According to Theorem 2.7 of this paper, for every $x \geq e$, $$ \log x - \log \log x + \frac{1}{2}\frac{{\log \log x}}{{\log x}} \le W(x) \le \log x - \log \log x + \frac{e}{{e - 1}}\frac{{\log \log x}}{{\log x}} $$ (with equality only for $x=e$). Note that $\frac{e}{{e - 1}} \approx 1.582$.
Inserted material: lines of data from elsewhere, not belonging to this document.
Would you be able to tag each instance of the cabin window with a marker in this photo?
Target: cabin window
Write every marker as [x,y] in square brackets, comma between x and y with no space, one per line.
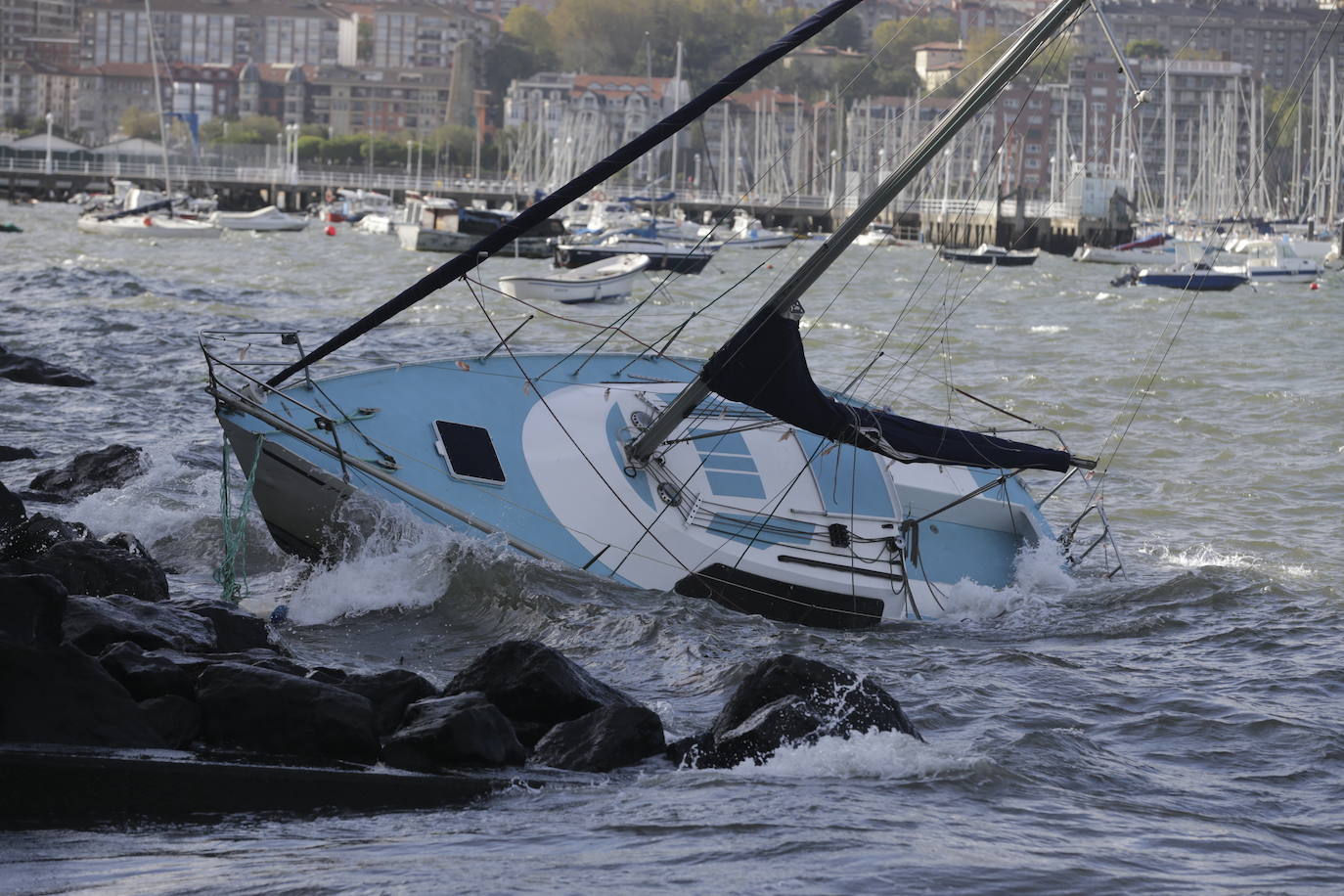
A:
[470,452]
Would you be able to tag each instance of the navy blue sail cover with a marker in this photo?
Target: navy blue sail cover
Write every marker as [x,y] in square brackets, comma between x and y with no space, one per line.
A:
[764,366]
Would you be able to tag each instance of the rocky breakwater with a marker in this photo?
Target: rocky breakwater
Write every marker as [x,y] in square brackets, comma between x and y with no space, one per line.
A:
[117,696]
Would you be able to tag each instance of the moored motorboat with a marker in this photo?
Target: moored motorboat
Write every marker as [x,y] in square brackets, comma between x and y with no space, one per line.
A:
[1273,261]
[876,236]
[263,219]
[987,254]
[603,280]
[1195,276]
[682,258]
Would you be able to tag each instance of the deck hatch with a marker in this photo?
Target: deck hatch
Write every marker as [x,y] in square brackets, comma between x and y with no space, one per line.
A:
[470,452]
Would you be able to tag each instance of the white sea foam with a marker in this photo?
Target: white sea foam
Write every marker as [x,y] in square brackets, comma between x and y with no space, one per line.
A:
[1204,555]
[1041,580]
[874,754]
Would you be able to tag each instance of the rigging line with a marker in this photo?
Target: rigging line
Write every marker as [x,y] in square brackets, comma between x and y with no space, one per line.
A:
[1159,359]
[809,126]
[573,190]
[1056,50]
[541,398]
[539,309]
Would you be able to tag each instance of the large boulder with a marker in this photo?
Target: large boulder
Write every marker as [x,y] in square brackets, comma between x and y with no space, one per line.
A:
[786,700]
[62,696]
[272,712]
[96,623]
[31,608]
[13,512]
[148,675]
[97,568]
[236,629]
[22,368]
[535,687]
[390,692]
[89,471]
[176,719]
[446,733]
[606,738]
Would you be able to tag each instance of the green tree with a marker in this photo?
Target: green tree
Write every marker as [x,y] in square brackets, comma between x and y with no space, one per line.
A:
[1145,49]
[252,129]
[137,122]
[531,28]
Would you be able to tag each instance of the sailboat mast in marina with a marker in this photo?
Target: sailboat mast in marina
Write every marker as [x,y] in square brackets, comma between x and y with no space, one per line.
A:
[734,478]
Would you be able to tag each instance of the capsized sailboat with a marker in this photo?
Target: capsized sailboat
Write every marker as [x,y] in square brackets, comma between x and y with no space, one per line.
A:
[736,478]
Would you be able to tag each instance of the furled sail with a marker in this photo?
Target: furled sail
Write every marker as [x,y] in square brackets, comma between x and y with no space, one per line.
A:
[765,366]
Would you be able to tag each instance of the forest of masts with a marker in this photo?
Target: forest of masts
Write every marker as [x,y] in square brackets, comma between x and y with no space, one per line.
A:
[1243,152]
EDIT (cf. Juan's answer). According to Wolfram MathWorld, an asymptotic formula which yields reasonably accurate results for sufficiently large $x$ is $$ W(x) = L_1 - L_2 + \frac{{L_2 }}{{L_1 }} + \frac{{L_2 ( - 2 + L_2 )}}{{2L_1^2 }} + \frac{{L_2 (6 - 9L_2 + 2L_2^2 )}}{{6L_1^3 }} $$ $$ + \frac{{L_2 ( - 12 + 36L_2 - 22L_2^2 + 3L_2^3 )}}{{12L_1^4 }} + \frac{{L_2 (60 - 300L_2 + 350L_2^2 - 125L_2^3 + 12L_2^4 )}}{{60L_1^5 }} + O\bigg[\bigg(\frac{{L_2 }}{{L_1 }}\bigg)^6 \bigg], $$ where $$ L_1 = \log x $$ $$ L_2 = \log \log x. $$ Useful references can be found in that link.

Solution 2:

One of the original papers by Corless et al. on the Lambert function gives the following series expansion at $\infty$ for the (principal branch of the) Lambert function:

$$W_0(z)=\ln\;z-\ln\ln\;z+\sum_{n=1}^\infty\left(\frac{-1}{\ln\;z}\right)^n \sum_{m=1}^n (-1)^m \left[n\atop{n-m+1}\right]\frac{(\ln\ln\;z)^m}{m!}$$

where $\left[n\atop m\right]$ is a Stirling cycle number.